Your expensive, monthly cable bill may be a thing of the past.

Internet video services from the likes of Netflix and Apple offer a glimpse of a home entertainment future that doesn’t include cable, reports Joelee tessler of the Associated Press (AP).

To challenge to the cable TV industry’s dominance however, online video services need popular movies and TV shows to catch the eyes and interest of viewers.

The rights to offer many of the popular shows and films have been difficult and expensive to come by but this first step leads to a model for future entertainment options that more and more of the public is already embracing.

For cable giant Comcast to win government approval to take over NBC Universal last month, they had to agree to let online rivals license NBC programming. Hit shows such as NBC’s “30 Rock” and “The Office”, are among the many popular titles that Comcast has agreed to not block to its 17 million broadband subscribers from viewing through Netflix, Apple’s iTunes and other rivals yet to come, AP is reporting.

Aimed at requiring the nation’s largest cable TV company, with nearly 23 million video subscribers in 39 states, to not stifle the growth of the nascent Internet video business, these conditions could serve as a model for other entertainment companies in facing new online competitors, including the sharing of video through still popular torrenting outlets.

They also send a powerful message that the government believes these promising young rivals deserve an opportunity to take on established media companies.

“These conditions are not just window dressing. They come across as a pretty comprehensive effort to give Internet TV a real shot at taking off,” Paul Gallant, an analyst for financial brokerage MF Global, told Tessler.

The Federal Communications Commission (FCC) and the Justice Department reviewed Comcast’s plan to buy a 51 percent stake in NBC Universal from General Electric. The takeover allows Comcast to control NBC and Telemundo broadcast networks, cable channels such as CNBC and Bravo, the Universal Pictures movie studio and a stake in Hulu.com, which distributes NBC and other broadcast programming online.

The FCC is taking pains to ensure that Comcast will not stifle competition through its control over both a major media empire and the cables that deliver cable and Internet services to millions of American homes.

Cutting the cord and the cable bill, which averages $70 per month for basic Comcast services is becoming simpler and more accepted. Alternatives to cable’s traditional bundled viewing, which customers often complain include a myriad of channels they have no interest in, include Netflix, which offers subscription plans with unlimited online viewing for as little $8 a month. Apple’s iTunes and Amazon.com let customers rent or buy individual movies and TV shows for as little as a few dollars apiece.

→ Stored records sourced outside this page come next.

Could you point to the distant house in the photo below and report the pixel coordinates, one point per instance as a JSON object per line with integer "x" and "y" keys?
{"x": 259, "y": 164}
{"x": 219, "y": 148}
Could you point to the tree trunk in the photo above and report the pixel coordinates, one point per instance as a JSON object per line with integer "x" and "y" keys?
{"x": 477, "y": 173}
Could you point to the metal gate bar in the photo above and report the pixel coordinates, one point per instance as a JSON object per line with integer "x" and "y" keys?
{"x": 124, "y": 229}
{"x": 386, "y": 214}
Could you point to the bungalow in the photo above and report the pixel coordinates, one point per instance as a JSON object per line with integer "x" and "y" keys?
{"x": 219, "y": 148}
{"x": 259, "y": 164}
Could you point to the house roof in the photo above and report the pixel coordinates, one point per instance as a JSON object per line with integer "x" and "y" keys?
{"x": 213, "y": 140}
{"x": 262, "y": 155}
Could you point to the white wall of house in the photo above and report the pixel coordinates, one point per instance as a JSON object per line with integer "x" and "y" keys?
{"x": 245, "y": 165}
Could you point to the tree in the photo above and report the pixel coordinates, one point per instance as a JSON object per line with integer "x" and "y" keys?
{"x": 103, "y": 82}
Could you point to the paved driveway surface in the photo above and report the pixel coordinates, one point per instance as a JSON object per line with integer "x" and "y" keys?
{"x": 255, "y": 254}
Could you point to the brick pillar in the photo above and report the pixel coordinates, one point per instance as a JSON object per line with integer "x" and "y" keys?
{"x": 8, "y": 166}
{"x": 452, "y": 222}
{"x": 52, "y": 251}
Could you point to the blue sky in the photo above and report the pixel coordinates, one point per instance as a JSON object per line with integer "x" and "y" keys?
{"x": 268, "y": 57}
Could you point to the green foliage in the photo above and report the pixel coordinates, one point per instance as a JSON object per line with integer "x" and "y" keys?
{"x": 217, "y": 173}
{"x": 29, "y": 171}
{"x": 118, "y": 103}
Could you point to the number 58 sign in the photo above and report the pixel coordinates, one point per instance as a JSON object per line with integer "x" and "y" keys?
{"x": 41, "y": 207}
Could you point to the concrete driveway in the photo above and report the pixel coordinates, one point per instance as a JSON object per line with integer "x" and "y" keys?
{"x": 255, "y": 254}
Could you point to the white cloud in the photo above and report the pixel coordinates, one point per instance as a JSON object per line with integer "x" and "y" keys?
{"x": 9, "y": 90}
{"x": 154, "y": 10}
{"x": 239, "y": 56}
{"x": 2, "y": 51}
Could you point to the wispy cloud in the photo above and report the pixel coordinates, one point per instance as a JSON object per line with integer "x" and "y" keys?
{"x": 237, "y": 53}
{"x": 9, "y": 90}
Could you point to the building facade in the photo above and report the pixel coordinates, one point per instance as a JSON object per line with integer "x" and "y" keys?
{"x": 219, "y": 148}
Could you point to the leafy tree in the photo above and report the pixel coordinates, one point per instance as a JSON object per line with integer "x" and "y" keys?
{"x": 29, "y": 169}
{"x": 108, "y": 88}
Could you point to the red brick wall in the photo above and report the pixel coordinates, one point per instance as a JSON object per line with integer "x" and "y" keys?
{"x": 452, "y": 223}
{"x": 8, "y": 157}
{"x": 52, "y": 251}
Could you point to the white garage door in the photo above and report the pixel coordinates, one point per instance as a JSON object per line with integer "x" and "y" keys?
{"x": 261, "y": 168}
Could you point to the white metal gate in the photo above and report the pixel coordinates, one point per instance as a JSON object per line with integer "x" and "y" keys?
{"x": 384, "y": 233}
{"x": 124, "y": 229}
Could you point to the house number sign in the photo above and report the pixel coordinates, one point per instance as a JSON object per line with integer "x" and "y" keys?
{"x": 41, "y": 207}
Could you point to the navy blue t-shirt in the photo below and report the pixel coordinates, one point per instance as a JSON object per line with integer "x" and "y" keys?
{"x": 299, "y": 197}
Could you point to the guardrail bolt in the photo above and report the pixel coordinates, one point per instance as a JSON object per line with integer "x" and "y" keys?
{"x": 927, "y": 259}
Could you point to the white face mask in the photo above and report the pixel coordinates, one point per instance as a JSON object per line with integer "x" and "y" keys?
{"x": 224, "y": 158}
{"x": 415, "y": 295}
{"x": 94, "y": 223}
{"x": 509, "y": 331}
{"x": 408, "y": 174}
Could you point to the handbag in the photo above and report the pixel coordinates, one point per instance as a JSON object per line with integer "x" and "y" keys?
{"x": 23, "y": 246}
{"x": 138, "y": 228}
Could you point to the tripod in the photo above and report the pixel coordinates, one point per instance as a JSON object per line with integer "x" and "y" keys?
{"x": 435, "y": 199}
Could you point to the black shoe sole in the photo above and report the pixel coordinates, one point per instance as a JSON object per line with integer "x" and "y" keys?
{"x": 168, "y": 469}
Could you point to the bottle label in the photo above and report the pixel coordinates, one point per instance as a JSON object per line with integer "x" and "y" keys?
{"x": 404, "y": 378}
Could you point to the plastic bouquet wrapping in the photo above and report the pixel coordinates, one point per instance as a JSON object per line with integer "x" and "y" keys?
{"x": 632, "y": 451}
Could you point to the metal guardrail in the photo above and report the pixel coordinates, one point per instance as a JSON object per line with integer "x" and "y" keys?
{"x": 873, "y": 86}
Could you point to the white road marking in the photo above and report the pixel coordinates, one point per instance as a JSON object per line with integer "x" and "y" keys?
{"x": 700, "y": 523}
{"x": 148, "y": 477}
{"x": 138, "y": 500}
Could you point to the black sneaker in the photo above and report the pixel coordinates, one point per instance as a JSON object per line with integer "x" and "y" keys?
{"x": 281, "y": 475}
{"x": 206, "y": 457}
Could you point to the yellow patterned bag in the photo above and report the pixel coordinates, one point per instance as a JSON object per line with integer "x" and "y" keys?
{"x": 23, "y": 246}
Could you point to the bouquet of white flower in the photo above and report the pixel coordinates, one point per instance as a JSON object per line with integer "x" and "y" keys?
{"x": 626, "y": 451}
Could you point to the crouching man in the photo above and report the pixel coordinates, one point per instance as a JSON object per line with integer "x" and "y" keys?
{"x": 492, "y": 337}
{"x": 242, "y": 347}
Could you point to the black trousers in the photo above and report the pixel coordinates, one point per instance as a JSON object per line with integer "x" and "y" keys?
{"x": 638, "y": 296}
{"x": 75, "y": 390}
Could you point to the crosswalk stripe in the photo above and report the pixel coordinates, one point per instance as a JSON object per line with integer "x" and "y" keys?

Apple and Google make set-top boxes and software that transfer online video to television sets, freeing it from computer screens. TV makers are also beginning to offer sets with built-in internet capabilities.

Cable TV companies, according to existing FCC rules are required to license the channels they own to such rivals. New rules allow internet video services to license big packages of NBC Universal programming for the same price that a traditional rival pays. Or buy specific shows or channels if they are already licensing comparable programming from another major media company.

If Netflix, for example, negotiates to license children’s programming from The Walt Disney Co., Comcast must have comparable children’s programming available from NBC to Netflix under similar terms. Although only Comcast and NBC are bound by these conditions as of now they would pressure other companies to make their programming available to online services, too.

This arrangement could also serve as a guide for future merger reviews and even shape new FCC rules affecting the entire industry. “Before this deal, online video distributors had no rights to programming at all,” Stifel Nicolaus analyst Rebecca Arbogast tells AP. “This opens the door.”